Disse uma peça, mas com certeza géneros alimentares seriam apreciados também ou até jogos que as nossas crianças já não usam (o pobre Aníbal tem netos).

Basta pouco para melhorar a qualidade de vida dum casal em dificuldade, um sorriso e um cachecol podem fazer resplender o sol até nas casas dos mais infelizes, nem que seja por breves instantes. É a solidariedade que aquece os nossos corações, e um simples gesto pode originar uma mizade duma vida, quem sabe?

Diga “Não” ao egoísmo e a marginação: ajude o Presidente da República de Portugal.

Nota:

Nas imagens, uma louvável iniciativa da empresa Cão Azul
Sabemos que os tempos estão difíceis para todos, mas é nestas alturas que temos que ser solidários com aqueles que mais precisam. Ao comprares esta t-shirt estás a ajudar o nosso presidente a pagar todas as suas despesas. Por cada t-shirt vendida o Cão Azul dá 1 euro para ajudar o nosso presidente.
Se por algum motivo não conseguirmos o NIB do presidente aceitamos as vossas sugestões para doarmos o dinheiro das t-shirts que vendermos.

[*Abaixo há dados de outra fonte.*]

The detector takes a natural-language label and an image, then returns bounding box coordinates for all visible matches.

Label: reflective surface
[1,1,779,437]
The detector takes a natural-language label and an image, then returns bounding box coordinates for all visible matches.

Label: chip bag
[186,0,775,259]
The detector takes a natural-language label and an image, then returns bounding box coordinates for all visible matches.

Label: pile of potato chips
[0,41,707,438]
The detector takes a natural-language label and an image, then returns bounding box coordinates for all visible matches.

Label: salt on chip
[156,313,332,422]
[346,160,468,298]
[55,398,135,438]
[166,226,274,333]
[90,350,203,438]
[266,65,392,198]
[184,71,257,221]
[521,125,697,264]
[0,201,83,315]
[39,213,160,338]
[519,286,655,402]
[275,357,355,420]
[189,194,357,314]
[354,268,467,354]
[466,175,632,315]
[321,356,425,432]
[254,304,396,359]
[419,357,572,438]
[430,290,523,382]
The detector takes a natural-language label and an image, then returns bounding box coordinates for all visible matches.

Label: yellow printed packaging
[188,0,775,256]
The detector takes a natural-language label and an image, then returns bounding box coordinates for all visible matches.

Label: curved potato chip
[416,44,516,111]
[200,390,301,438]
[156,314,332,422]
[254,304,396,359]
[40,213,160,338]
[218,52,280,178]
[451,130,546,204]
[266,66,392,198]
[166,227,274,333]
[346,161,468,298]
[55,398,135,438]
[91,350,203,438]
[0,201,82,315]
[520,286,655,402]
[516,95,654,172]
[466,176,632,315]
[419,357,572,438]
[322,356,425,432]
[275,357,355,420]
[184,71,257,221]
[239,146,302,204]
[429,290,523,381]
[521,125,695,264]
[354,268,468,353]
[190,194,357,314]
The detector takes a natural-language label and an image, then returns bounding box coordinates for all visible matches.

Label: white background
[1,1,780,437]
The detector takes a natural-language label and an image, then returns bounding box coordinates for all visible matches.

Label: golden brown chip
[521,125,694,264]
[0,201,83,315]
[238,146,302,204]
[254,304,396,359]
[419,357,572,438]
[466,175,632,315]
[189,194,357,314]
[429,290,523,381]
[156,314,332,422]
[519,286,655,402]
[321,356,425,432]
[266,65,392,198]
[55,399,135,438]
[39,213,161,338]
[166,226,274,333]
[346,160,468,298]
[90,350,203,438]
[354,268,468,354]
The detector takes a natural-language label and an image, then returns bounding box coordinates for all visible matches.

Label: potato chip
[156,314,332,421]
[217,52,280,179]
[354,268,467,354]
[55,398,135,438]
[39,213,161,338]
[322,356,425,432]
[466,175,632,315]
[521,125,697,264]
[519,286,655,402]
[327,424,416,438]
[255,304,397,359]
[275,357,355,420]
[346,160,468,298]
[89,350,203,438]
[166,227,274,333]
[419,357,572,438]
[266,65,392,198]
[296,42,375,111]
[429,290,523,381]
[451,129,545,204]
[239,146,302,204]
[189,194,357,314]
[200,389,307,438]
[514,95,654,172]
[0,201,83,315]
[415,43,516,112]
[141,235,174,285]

Cada peça só 12 Euros, disponível em várias cores e tamanhos. Aproveitem!

Ipse dixit.

Fontes: Público, Diário de Notícias, Cão Azul

5 Replies to “Ajudar um idoso”

  1. Eu tenho por aqui uma nozes… mas acho que o bacano ao longo dos anos foi enjoando as mesmas… Ele agora é mais Bolos-Reis… desde a altura da miséria das nozes, quando viu que ser Presidente era a solução teve que evoluir e trocas as nozes por bolo-rei

    Mas comer muitos bolos-reis também trás efeitos secundários

    A malta que vive aí em Lisboa é que pode levar um saco dos Amigos do Continente ou do Banco Alimentar contra a fome e ir entregar pessoalmente ao Palácio… entreguem ao Guarda que está à porta (esperemos é que o Guarda não desvie a oferta… pois também andam a ser muito mal pagos! E comida é comida!)

  2. Olha aí pessoal: uma sugestão que impede que os políticos brasileiros morram de fome: qualquer deputado, qualquer senador,qualquer presidente da república, após o seu mandato, garante aposentadoria (reforma) vitalícia correspondente aos valores da ativa. Façam uma campanha urgente para tornar lei em Portugal esta medida filantrópica imprescindível! Abraços

  3. A notícia não deixa de ser pertinente e indignante o timming é que cheira a esturro… Veio inundar os noticiários imediatamente após o anúncio da alteração da lei laboral. A esta altura do campionato já pouca gente se lembra do pacote de 150 h (que aliás também foi falado aqui).
    De qualquer maneira… o presidente nem revela grande actividade cerebral… Afinal de contas é político, não haveria maneira mais inteligente de dar a volta à questão em vez de dizer "Ganho 10.000€/mês e nem isso me chega!".

Obrigado por participar na discussão!